Eccellenza, il Sud Sudan con la visita del cardinale Parolin ha ritrovato quella gioia e quella speranza vissute con la visita del Papa del febbraio scorso?
Quello è stato un momento di grande gioia, in cui si sentiva che tutto il Paese si era radunato attorno al Papa. Le persone hanno trovato in lui una unità che forse nel Paese come tale non esiste ancora. Il Sud Sudan è la nazione più giovane del mondo, ma per molti versi non è ancora una nazione, con una identità nazionale, dove tutti si sentono cittadini di questo Paese. Gran parte delle persone si sentono ancora più appartenenti alle tribù che veri cittadini. Però nel Papa e nella Chiesa cattolica trovano una nuova identità, che va oltre quella tribale, e mi sembra molto importante che la gente capisca che c’è molto di più della tribù e che nella fede cattolica, nel cristianesimo, nel servizio al Dio unico, possono trovare una nuova identità che va oltre la tribù. Il Papa ha voluto contribuire al processo di pace che per molti versi ancora è stagnante, che non va avanti perché non c’è tutto l’impegno che sarebbe necessario, quell’ impegno di cui anche il cardinale Pietro Parolin ha di nuovo parlato durante la sua ultima visita a Malakal e Rumbek.
Ritiene che con la presenza della Chiesa di Roma, con quella del Papa, con quella del cardinale Parolin, il Sud Sudan riceve una visibilità altrimenti negata?

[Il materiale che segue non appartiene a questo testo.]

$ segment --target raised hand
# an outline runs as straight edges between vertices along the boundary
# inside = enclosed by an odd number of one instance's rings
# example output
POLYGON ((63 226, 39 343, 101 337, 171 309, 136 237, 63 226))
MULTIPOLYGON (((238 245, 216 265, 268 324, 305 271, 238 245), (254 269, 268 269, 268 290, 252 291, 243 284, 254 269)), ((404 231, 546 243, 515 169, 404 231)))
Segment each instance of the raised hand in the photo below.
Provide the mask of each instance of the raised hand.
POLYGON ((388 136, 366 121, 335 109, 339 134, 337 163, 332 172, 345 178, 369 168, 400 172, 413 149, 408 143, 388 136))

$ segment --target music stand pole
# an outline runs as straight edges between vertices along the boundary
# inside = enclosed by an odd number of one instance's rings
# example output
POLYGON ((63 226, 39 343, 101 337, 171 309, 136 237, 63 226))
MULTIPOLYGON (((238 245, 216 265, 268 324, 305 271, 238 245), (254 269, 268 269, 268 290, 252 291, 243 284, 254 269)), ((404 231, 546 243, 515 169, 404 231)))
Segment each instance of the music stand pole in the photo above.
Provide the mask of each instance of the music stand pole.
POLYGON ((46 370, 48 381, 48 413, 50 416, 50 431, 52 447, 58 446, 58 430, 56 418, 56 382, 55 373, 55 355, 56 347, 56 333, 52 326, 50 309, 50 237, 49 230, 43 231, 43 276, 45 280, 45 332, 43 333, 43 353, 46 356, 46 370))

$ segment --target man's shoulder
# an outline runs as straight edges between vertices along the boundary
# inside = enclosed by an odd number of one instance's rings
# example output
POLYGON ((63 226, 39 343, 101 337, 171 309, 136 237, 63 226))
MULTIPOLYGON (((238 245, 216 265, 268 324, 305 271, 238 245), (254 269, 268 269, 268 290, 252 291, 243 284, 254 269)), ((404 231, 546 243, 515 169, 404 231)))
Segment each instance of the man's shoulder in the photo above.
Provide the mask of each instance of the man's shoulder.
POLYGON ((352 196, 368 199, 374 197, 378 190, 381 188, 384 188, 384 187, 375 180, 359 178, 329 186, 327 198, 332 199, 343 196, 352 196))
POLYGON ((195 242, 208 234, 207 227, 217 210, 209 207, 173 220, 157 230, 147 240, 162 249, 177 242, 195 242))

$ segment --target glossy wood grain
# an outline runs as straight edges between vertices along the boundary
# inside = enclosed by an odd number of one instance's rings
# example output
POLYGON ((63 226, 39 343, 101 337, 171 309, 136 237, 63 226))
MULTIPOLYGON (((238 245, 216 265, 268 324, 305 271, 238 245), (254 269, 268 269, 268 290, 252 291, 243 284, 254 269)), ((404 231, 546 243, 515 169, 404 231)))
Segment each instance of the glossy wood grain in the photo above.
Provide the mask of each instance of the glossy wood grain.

Esattamente. Per esempio durante la nostra visita a Malakal sono state scattate delle foto e proprio in queste ore mi stanno arrivando reazioni da tutto il mondo su questa visita. A causa di altri conflitti anche in altre parti del mondo, spesso c’è la tendenza a dimenticare il Sud Sudan, uno dei Paesi che soffrono di più i conflitti e i disastri naturali. In questo senso la visita del Papa e quelle del cardinale Parolin sono state molto importanti per attirare di nuovo l’attenzione su questo Paese, la più giovane nazione del mondo che ha tanto bisogno del nostro aiuto e della nostra solidarietà.